Her Divine Role

Disclaimer: I will only consider myself a success if my mom loses water weight by the end of this post due to her sheer volume of tears shed. Disclaimer fin.

Her Divine Role

Once upon a time, I knew more than my mother. Or at least I thought I did. Like, totally. And because I so obviously knew more of the world than her, I knew she was too strict, too paranoid, too invasive, too present.

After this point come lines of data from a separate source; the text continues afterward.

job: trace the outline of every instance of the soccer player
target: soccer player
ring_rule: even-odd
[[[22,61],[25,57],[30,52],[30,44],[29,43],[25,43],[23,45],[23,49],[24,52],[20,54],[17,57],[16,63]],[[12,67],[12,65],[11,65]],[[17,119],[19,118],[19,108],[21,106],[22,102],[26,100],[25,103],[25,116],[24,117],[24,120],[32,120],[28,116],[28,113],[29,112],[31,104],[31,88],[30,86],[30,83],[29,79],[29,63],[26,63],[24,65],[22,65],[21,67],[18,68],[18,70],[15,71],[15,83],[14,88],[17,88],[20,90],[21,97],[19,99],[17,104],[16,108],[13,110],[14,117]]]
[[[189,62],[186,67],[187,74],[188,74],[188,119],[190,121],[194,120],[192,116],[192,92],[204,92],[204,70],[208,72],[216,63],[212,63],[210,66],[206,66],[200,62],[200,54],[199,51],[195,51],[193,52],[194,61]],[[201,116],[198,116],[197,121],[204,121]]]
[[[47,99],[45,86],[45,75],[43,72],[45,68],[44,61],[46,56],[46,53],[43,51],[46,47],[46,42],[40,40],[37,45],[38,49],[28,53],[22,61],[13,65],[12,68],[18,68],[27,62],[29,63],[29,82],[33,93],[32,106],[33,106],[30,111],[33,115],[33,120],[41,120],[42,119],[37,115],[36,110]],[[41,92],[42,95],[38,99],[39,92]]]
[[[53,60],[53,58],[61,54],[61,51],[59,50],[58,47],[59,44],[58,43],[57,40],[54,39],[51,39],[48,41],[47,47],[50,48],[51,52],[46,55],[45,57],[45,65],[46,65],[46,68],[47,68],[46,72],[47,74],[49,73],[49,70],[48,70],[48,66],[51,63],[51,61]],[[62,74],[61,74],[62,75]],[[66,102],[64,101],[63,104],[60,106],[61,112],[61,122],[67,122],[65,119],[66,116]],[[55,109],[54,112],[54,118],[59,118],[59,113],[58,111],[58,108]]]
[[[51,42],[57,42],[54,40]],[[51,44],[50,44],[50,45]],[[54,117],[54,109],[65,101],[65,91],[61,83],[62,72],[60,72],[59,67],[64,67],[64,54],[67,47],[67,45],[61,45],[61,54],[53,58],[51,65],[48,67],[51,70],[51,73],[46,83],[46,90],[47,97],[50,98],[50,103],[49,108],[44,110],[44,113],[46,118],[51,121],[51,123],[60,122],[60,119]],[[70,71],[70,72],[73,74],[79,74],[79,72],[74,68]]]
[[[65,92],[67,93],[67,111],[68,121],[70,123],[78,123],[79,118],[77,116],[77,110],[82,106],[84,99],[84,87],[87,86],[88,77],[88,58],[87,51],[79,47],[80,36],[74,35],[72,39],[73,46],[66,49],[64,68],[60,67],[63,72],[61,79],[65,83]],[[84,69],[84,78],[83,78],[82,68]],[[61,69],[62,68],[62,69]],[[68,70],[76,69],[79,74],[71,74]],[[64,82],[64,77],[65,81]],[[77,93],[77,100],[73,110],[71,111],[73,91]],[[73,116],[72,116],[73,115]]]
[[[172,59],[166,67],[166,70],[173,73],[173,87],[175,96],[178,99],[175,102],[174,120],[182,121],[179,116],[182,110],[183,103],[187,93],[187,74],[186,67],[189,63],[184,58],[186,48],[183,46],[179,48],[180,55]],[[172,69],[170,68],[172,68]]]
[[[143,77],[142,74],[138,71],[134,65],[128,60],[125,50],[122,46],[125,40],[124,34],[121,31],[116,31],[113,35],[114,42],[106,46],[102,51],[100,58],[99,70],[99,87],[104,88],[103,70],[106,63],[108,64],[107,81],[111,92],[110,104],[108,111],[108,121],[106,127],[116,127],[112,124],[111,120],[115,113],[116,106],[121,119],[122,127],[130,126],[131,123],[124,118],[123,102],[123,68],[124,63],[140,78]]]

She had too many opinions about what I was wearing or learning or doing. She had too many questions about what I was feeling or whom I was liking or where I was going. She had too much of a Filipino accent for southern Alabama, too many family traditions for popularity, too many exotic ideas and recipes and sayings for a girl who just wanted to fit in with all the other belles who stretched out their vowels and hankered for grits and sweet tea.

My mom loves sweet tea.

I rolled my eyes when she told me not to kick my shoes off when I drive, because what if my shoe slides under the brake pedal and I get into an accident because I can’t stop the car? I huffed when she had to know exactly where we were when we were out of sight, even if we were just going to church, not fully appreciating that in exchange for omniscience, my siblings and I didn’t ever have a curfew. I wallowed in utter humiliation when she made me un-invite one of my friends from my birthday sleepover, because there would have been thirteen warm bodies under one roof, and superstition says one would wake up dead. (Or not wake up. You know what I mean. But I must point out, years and years later, this is still my favorite story to tell.) I stomped across my college campus at midnight, 350 miles away from my mother, because she asked me not to go out with friends that night after she accidentally broke three dishes in a row, and her inklings were not one to be trifled with.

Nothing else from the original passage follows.